Recomendaciones

Nuestra amplia experiencia en el sector de la leña y el carbón nos permite responder sus dudas

¿Cuál es el tipo de leña más apropiado para la chimenea?

Dependiendo de la dureza de cada madera, tienen una utilidad diferente.La madera de pino, que es considerada una leña blanda, es la más apropiada y ecológica para encender la chimenea, en forma de astillas. Una madera dura como la encina, que desprende mucho calor, tiene una duración muy prolongada y deja fantásticas brasas, por lo que es ideal para mantener el fuego durante más tiempo.

¿Dónde y cómo coloco la leña?

Nuestro servicio a domicilio incluye la colocación de la leña siempre que se trate de una descarga rodada accesible (sin tramos de escaleras, sin tener que atravesar el interior de las viviendas ni recorrer más de 20 metros). Es importante que, al realizar su pedido, nos informe sobre las condiciones de descarga.

Al ser un material muy pesado, recomendamos su colocación cerca de la chimenea o la barbacoa, en un lugar a cubierto. Si no dispone de leñera acondicionada para tal fin, puede apilarla en el garaje. El trastero o la terraza de viviendas convencionales, dúplex o áticos suelen ser lugares comunes para su colocación. Menos aconsejable sería almacenarla en el exterior y cubrirla con una lona, para así protegerla, pero todo depende del espacio del que se disponga.

¿Qué cantidad de leña debo adquirir?

En caso que necesitar leña para encender su chimenea en momentos puntuales, para hacer una barbacoa esporádicamente, la solución es adquirir leña envasada en sacos. En nuestras instalaciones puede encontrar leña envasada de gran calidad. Si, por el contrario, utiliza la chimenea habitualmente como sistema de calefacción o de apoyo a la misma, y se plantea adquirir un mínimo de 1.500 kg al año, puede hacer su pedido y contar con nuestro servicio a domicilio.

En Carborec le recomendamos acopiar sólo la que vaya a necesitar cada temporada. La leña continúa su proceso de secado, genera insectos y suciedad donde se apila, por lo que no es aconsejable no acumular grandes cantidades.

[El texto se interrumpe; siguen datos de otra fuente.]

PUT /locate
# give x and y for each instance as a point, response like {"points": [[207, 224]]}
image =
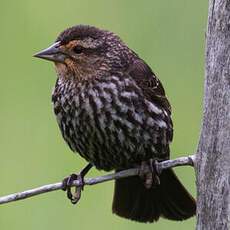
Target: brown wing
{"points": [[152, 90]]}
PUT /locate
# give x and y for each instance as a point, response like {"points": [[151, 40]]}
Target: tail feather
{"points": [[170, 199]]}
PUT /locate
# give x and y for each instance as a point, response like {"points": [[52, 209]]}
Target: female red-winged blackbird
{"points": [[112, 110]]}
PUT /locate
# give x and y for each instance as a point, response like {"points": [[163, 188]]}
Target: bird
{"points": [[112, 110]]}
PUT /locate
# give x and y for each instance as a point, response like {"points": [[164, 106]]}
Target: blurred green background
{"points": [[168, 35]]}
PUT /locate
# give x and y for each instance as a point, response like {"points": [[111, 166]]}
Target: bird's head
{"points": [[84, 51]]}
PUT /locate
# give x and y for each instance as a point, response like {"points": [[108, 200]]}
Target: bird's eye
{"points": [[78, 49]]}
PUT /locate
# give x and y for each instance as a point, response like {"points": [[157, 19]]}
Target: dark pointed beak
{"points": [[52, 53]]}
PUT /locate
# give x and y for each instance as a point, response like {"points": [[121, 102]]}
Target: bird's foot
{"points": [[67, 183], [151, 178]]}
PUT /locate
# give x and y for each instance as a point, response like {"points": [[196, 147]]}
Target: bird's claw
{"points": [[150, 178], [67, 184]]}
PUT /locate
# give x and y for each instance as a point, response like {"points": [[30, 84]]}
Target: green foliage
{"points": [[168, 35]]}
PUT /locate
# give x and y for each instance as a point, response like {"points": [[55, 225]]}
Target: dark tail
{"points": [[169, 199]]}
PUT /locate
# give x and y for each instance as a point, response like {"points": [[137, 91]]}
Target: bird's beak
{"points": [[52, 53]]}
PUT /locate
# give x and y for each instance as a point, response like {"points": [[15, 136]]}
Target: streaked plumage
{"points": [[112, 110]]}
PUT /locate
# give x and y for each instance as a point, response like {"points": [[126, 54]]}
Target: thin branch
{"points": [[190, 160]]}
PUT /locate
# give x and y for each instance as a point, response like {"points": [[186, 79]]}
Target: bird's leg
{"points": [[68, 181], [151, 178]]}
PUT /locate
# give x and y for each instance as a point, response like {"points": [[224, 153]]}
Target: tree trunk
{"points": [[213, 154]]}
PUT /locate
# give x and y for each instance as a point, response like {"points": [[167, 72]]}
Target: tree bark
{"points": [[213, 154]]}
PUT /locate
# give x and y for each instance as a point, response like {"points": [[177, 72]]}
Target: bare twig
{"points": [[190, 160]]}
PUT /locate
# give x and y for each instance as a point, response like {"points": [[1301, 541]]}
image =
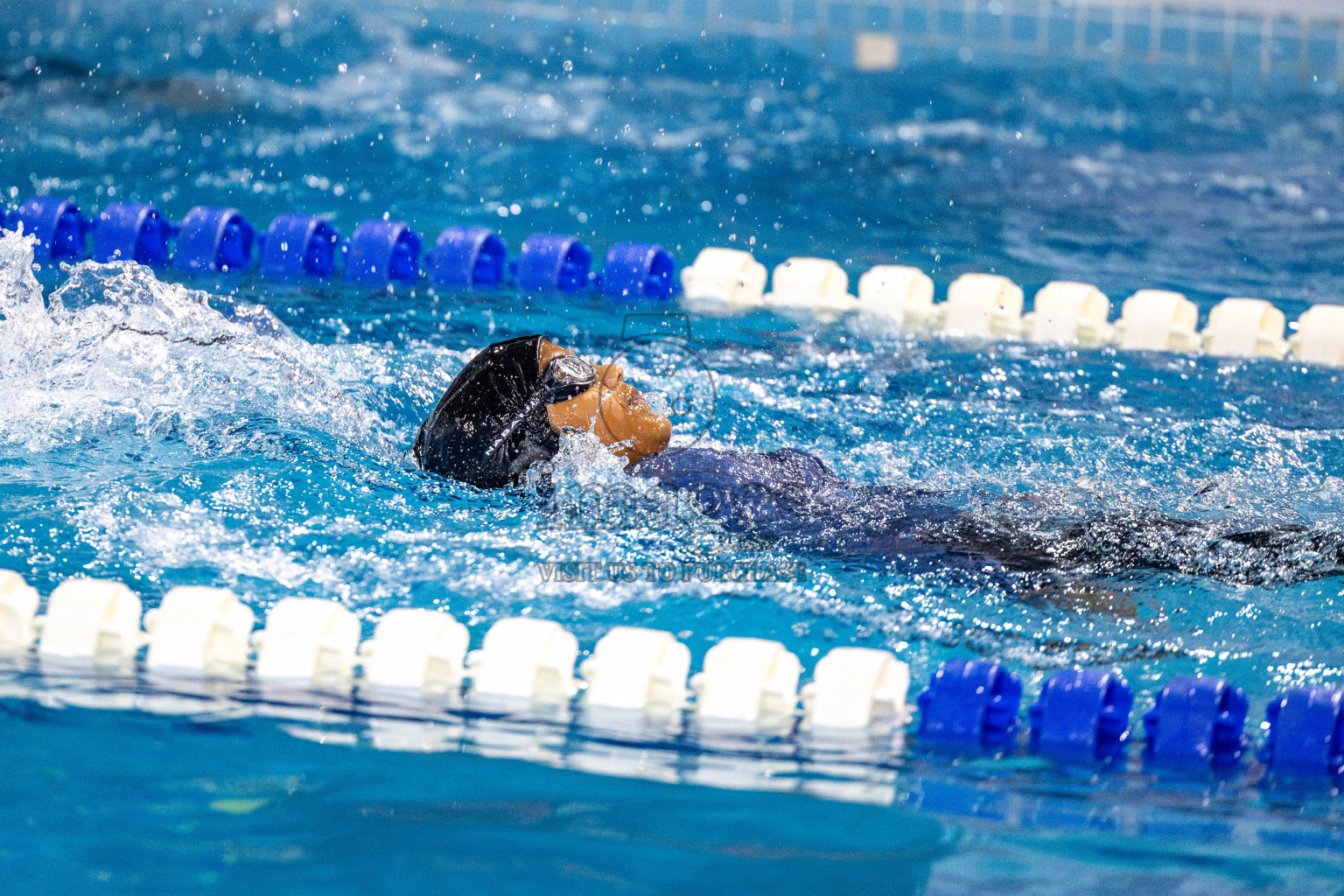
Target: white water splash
{"points": [[115, 346]]}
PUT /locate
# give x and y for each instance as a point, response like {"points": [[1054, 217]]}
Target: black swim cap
{"points": [[491, 424]]}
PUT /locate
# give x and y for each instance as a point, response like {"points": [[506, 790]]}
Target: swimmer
{"points": [[507, 409]]}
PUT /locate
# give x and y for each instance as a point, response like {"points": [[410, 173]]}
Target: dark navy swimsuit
{"points": [[792, 499]]}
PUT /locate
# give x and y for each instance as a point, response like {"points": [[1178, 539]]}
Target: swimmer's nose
{"points": [[611, 375]]}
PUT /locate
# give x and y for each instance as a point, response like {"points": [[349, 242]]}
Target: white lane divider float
{"points": [[526, 659], [1068, 313], [416, 649], [982, 306], [990, 306], [308, 640], [854, 685], [900, 293], [814, 284], [200, 630], [18, 610], [1320, 336], [641, 669], [1156, 320], [747, 680], [1245, 328], [92, 621], [726, 276]]}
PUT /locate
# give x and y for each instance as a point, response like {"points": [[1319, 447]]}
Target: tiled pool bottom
{"points": [[132, 802]]}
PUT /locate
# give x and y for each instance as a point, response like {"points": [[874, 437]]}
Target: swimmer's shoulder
{"points": [[785, 466]]}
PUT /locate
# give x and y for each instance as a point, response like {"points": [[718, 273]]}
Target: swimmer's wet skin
{"points": [[507, 409]]}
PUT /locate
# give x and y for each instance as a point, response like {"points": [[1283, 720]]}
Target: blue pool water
{"points": [[241, 433]]}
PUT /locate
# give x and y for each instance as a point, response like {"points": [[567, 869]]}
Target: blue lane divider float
{"points": [[296, 245], [382, 251], [57, 223], [468, 256], [970, 704], [553, 262], [1196, 722], [1082, 715], [639, 270], [214, 240], [1306, 737], [132, 231]]}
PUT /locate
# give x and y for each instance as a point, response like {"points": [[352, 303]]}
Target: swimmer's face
{"points": [[611, 409]]}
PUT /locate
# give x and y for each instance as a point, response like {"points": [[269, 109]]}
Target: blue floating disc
{"points": [[382, 251], [468, 256], [1082, 715], [1306, 735], [132, 231], [639, 270], [970, 704], [1196, 723], [57, 223], [554, 262], [214, 240], [298, 245]]}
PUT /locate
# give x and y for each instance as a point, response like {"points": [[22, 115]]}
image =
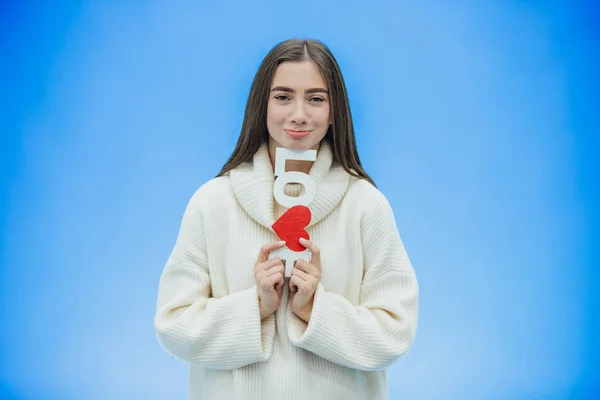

En nuestras instalaciones también disponemos de leña de encina envasada en cómodos sacos de 20 kg., adecuada para hogares de núcleos urbanos, evitando así problemas de almacenamiento y suciedad.

¿Cuándo debo comprar la leña?

La época óptima para adquirir leña son los meses de septiembre y octubre. La madera ha permanecido a la intemperie y, tras el verano, antes de la llegada de las lluvias, está perfecta para su combustión. Durante los meses de invierno se dispara la demanda se dispara, los tiempos de espera para la entrega de la leña se incremente considerablemente, y es más que probable que la leña se suministre mojada, debido a las inclemencias del tiempo.

¿Qué es la 'humedad' de la madera?

Recién cortada la leña, hablamos de ‘madera verde’. Esta leña pasa por un proceso de secado en el campo durante meses, hasta que se convierte en ‘madera seca’. Es importante diferenciar la madera que tiene humedad interior (‘madera verde’) y la madera que, estando seca, se ha mojado por la lluvia, estando húmeda únicamente en su exterior. Esta madera, cuando entra en combustión, pierde su humedad enseguida.

Si la leña se ha mojado a causa de la lluvia, es aconsejable depositarla algunas horas cerca del calor de la chimenea antes de su combustión, y solucionar así el problema. No obstante, es recomendable ser previsor y anticipar la compra de la leña antes de que lleguen las inclemencias invernales.

Lo que nunca se debe quemar

Jamás debemos usar como combustible o para encender nuestra chimenea o estuva madera que haya sido tratada o pintada, tableros o madera contrachapada, telas o trapos, plásticos, revistas o impresos en papel cuché, plásticos, papel de aluminio o metalizado ni ningún resto de basura deméstica.

¿Cómo debo alimentar la chimenea?

La chimenea o estufa que arde correctamente es más eficiente, prodece más calor y menos humos. Debemos comprobar a menudo que la entrada de aire no se encuentra bloqueada por hollín o suciedad.

Una vez prendidos los primeros troncos, aconsejamos no poner una gran cantidad de leña a la vez. Esto produciría la reducción del aporte de aire necesarios para su combustión. Siempre es recomendable añadir la leña más frecuentemente que con mayor cantidad. Ahorraremos combustible y nuestra chimenea se mantendrá limpia por más tiempo.